Message Too Old, No Replies

"Phantom" bot

help in identifying invisible bot

         

bobmark

7:27 pm on Mar 10, 2003 (gmt 0)

10+ Year Member



I have a weird problem.
My pages translate into 6 languages. In the past several unruly bots who followed every link would translate every page 6 times, causing me problems with my translation service as these bots would request thousands of translations per hour.
However, I could always find and ban the bots as there would be an initial request for widgets.html followed by the 6 translation requests in my logs (the translation "GET's" show only the translation service's IP address).
This time I am stumped. I can see the six translation requests - in come cases for pages temporaraly rendered inactive on my site by a "noindex,nofollow" robots meta BUT I have no corresponding log entry for the initial page request by the bot.
Apparently something is crawling my site but no log entries are written.
Anybody know how to solve this?
Mark

weesnich

8:50 pm on Mar 10, 2003 (gmt 0)

10+ Year Member



Perhaps a cache-related problem?

I.E. Bot run by an aol-user gets your main site from cache as it was visited recently, but your other pages aren't. Or the bot gets its startingpoint from google-cache, but you'll never see this since it requests no images and delivers no referrers (this should only happen if google has not yet found your noindex, nofollow - tag)

How about adding some a bot-trap-links which should be invisible to normal visitors, but will be visited by robots. This might give you a clear signal of spidering going on.

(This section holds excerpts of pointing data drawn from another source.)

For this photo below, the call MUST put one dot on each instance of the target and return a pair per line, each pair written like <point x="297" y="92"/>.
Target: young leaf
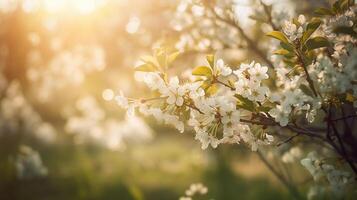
<point x="173" y="56"/>
<point x="202" y="71"/>
<point x="287" y="46"/>
<point x="278" y="35"/>
<point x="211" y="90"/>
<point x="317" y="42"/>
<point x="210" y="60"/>
<point x="306" y="90"/>
<point x="345" y="30"/>
<point x="281" y="52"/>
<point x="311" y="28"/>
<point x="350" y="97"/>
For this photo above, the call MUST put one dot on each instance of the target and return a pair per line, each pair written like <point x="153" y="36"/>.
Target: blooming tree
<point x="306" y="89"/>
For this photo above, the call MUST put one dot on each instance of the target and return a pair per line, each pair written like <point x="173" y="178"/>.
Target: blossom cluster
<point x="214" y="118"/>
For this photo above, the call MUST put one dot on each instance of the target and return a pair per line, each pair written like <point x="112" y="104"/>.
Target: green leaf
<point x="278" y="35"/>
<point x="345" y="30"/>
<point x="264" y="109"/>
<point x="202" y="71"/>
<point x="317" y="42"/>
<point x="146" y="67"/>
<point x="210" y="60"/>
<point x="245" y="103"/>
<point x="323" y="11"/>
<point x="173" y="56"/>
<point x="311" y="28"/>
<point x="287" y="46"/>
<point x="281" y="52"/>
<point x="306" y="90"/>
<point x="211" y="90"/>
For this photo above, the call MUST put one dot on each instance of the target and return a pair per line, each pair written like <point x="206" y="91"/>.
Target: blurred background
<point x="61" y="135"/>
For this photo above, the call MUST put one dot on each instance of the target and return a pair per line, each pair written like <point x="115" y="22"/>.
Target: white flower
<point x="258" y="72"/>
<point x="258" y="94"/>
<point x="280" y="115"/>
<point x="222" y="69"/>
<point x="174" y="92"/>
<point x="243" y="87"/>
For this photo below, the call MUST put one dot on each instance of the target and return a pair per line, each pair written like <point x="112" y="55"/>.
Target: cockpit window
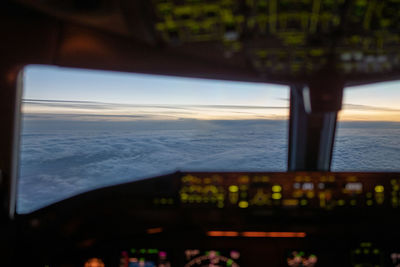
<point x="87" y="129"/>
<point x="368" y="129"/>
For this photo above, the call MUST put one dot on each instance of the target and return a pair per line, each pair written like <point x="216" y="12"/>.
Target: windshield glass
<point x="87" y="129"/>
<point x="368" y="130"/>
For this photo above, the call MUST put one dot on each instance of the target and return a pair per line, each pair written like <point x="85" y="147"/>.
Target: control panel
<point x="324" y="191"/>
<point x="286" y="37"/>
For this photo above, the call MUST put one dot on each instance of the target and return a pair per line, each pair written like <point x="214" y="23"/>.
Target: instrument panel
<point x="316" y="191"/>
<point x="186" y="219"/>
<point x="286" y="39"/>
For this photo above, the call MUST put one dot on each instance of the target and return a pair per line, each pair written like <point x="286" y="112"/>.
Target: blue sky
<point x="125" y="92"/>
<point x="126" y="88"/>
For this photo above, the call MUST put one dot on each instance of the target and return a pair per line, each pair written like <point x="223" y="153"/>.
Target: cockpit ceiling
<point x="282" y="40"/>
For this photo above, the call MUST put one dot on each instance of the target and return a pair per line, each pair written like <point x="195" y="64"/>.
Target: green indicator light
<point x="276" y="188"/>
<point x="233" y="188"/>
<point x="276" y="195"/>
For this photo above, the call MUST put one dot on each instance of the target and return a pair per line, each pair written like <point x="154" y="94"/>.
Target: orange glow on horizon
<point x="223" y="233"/>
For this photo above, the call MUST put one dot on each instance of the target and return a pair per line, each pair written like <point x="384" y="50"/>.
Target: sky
<point x="77" y="94"/>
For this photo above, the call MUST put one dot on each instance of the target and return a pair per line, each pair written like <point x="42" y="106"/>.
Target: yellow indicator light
<point x="233" y="188"/>
<point x="276" y="195"/>
<point x="379" y="188"/>
<point x="94" y="262"/>
<point x="243" y="204"/>
<point x="276" y="188"/>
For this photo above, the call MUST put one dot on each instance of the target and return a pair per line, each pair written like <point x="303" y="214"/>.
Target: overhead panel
<point x="286" y="39"/>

Lets see what ideas the fellow members have...

bobmark

2:53 am on Mar 11, 2003 (gmt 0)

10+ Year Member



Thanks for your help weesnitch.
Google has found the noindex,nofollow so that isn't a factor.
I spent about an hour or more going through the log line by line and it is absolutely weird.
I have translation requests for pages with zero page requests - i.e. the ones that are not indexed - so, strange as it seems, it is a like a bot that writes no line to the log file. It is like I am seeing its shadow by the translation requests.
Because of that, it's hard to see how a bot trap would help me. In essence my non-indexed pages ARE a bot trap but the only thing I could block from them is my translation service which obviously I don't want to do. Honestly there is no log entry for any page request on some of these pages other than the GET from the translation service which is only triggered if the link to it is clicked.
I agree with you on the cache thing, but am at a loss to see how someone could, apparently at will, apparently work from a cache of all - or most anyway - of my pages.

bobmark

3:58 pm on Mar 11, 2003 (gmt 0)

10+ Year Member



sorry to keep replying to my own but it is too late to owner edit my previous.
All I or my hosting company can think is someone cached all pages and is now crawling their cache. I have Net Vampire and all the usual leech programs banned but obviously it could be new (or at least new to me).
When you think about it, it is a smart idea for an email harvester or other malicious bot: do unobtrusive GETs over a fairly long period, cache them, then hit the site in a rush and leave no trace (I would have to go back through previous logs and guess/detect the initial GET's).
This is new to me but maybe not to others on here.
If I find the IP address, I'll post it here for banning.